China’s trade surplus with the United States widened to a record in August even as the country’s export growth slowed slightly, an outcome that could push President Donald Trump to turn up the heat on Beijing in their cantankerous trade dispute.
The politically sensitive surplus hit $31.05 billion in August, up from $28.09 billion in July, customs data showed on Saturday, surpassing the previous record set in June.
Over the first eight months of the year, China’s surplus with its largest export market has risen nearly 15 percent, adding to tensions in the trade relationship between the world’s two largest economies.

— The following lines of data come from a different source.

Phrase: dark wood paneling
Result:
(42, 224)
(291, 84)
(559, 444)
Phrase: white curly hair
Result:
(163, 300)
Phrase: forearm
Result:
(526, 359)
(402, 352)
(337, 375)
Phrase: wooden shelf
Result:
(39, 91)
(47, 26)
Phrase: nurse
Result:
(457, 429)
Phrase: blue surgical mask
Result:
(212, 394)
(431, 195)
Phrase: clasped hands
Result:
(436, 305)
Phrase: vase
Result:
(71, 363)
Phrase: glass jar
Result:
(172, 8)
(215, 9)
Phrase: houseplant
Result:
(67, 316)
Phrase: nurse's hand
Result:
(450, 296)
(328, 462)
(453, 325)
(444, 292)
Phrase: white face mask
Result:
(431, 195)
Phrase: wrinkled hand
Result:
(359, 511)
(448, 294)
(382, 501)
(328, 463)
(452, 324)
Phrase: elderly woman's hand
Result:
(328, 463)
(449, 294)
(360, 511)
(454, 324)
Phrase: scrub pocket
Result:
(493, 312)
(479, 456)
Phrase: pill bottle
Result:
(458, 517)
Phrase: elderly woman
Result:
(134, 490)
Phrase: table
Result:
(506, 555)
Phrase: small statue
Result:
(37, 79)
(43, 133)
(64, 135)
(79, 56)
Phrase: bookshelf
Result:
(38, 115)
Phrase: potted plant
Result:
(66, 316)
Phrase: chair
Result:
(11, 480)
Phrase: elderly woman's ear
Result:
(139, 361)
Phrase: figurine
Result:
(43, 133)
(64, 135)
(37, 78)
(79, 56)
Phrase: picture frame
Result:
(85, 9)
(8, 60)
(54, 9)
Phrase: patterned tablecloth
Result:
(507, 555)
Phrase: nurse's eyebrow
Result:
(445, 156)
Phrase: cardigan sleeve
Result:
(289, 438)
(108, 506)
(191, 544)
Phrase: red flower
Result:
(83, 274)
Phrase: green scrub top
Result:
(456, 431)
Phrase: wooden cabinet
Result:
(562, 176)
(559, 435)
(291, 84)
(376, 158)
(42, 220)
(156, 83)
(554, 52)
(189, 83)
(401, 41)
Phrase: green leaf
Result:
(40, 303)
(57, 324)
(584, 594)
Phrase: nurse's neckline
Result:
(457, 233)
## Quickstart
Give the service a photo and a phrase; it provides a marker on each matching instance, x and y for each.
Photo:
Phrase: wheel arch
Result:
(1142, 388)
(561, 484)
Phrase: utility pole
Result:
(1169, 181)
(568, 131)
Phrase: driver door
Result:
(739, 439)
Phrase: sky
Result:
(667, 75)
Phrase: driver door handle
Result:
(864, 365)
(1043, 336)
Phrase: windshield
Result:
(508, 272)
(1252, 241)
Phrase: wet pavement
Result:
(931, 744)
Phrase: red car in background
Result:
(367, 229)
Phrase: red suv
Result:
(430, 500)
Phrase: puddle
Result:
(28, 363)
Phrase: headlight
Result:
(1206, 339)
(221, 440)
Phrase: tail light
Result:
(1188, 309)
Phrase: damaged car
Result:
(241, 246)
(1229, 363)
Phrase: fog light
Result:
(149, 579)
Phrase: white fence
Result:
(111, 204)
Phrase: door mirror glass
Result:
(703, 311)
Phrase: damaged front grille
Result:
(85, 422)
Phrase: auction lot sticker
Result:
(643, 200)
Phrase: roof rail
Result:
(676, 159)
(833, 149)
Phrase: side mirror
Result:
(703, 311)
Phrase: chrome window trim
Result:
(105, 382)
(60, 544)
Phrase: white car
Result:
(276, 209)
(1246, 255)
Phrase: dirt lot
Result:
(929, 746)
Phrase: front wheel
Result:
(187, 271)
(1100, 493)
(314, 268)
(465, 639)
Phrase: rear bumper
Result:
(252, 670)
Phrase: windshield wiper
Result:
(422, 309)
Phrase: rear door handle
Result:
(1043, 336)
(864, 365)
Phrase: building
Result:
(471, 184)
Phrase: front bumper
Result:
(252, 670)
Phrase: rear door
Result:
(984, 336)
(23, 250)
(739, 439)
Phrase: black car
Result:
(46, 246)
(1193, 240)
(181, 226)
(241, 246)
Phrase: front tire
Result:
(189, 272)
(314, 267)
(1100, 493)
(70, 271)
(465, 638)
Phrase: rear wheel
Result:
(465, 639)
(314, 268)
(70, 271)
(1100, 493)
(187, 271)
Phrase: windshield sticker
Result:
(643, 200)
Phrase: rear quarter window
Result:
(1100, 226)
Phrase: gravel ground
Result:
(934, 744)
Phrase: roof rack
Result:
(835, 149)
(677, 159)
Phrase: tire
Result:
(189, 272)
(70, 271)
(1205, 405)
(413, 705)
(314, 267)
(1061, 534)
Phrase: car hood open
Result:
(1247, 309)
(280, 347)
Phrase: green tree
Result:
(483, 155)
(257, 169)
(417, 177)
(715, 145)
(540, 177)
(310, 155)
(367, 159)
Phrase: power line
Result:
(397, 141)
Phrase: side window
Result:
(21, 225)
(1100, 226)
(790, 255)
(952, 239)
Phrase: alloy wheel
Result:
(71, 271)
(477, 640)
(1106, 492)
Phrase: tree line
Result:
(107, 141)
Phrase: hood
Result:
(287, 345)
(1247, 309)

China’s annual export growth in August moderated slightly to 9.8 percent, the data showed, the weakest rate since March but only slightly below recent trends.
The number missed analysts’ forecasts that shipments from the world’s largest exporter would rise 10.1 percent, slowing only slightly from 12.2 percent in July.
Even with U.S. tariffs targeting $50 billion of Chinese exports in effect for their first full month in August, China’s exports to the United States still accelerated, growing 13.2 percent from a year earlier from 11.2 percent in July.
“There is still an impact from front-loading of exports, but the main reason (for still-solid export growth) is strong growth in the U.S. economy,” said Zhang Yi, an economist at Zhonghai Shengrong Capital Management.
Zhang said the impact from U.S. tariffs on China’s exports would likely be limited over the next few months.
China’s imports from the United States grew only 2.7 percent in August, a slowdown from 11.1 percent in July.
The world’s largest trading nation got off to a strong start this year, but its economic outlook is being clouded by the rapidly escalating U.S. trade dispute and cooling domestic demand.
Trump upped the ante on Friday, warning he was ready to slap tariffs on nearly all Chinese imports to the United States, threatening duties on another $267 billion of goods on top of $200 billion in imports primed for levies in coming days.
Washington has long criticized China’s huge trade surplus with the United States and has demanded Beijing reduce it. Still, disagreements between the two major economic powers run deeper than just the trade balance and tensions remain over limits on U.S. firms’ access to Chinese markets, intellectual property protection, technology transfers and investment.
Imports, a key gauge of the strength of China’s domestic demand, grew 20 percent, beating forecasts. Analysts had expected growth of 18.7 percent, slowing from July’s surprisingly high 27.3 percent.
That resulted in China posting a smaller overall trade surplus of $27.91 billion for the month. Analysts had expected the surplus would rise to $31.79 billion from $28.05 billion in July.
The surplus with the United States was larger than China’s net surplus for the month, indicating China would be running a deficit if trade with the world’s largest economy was excluded.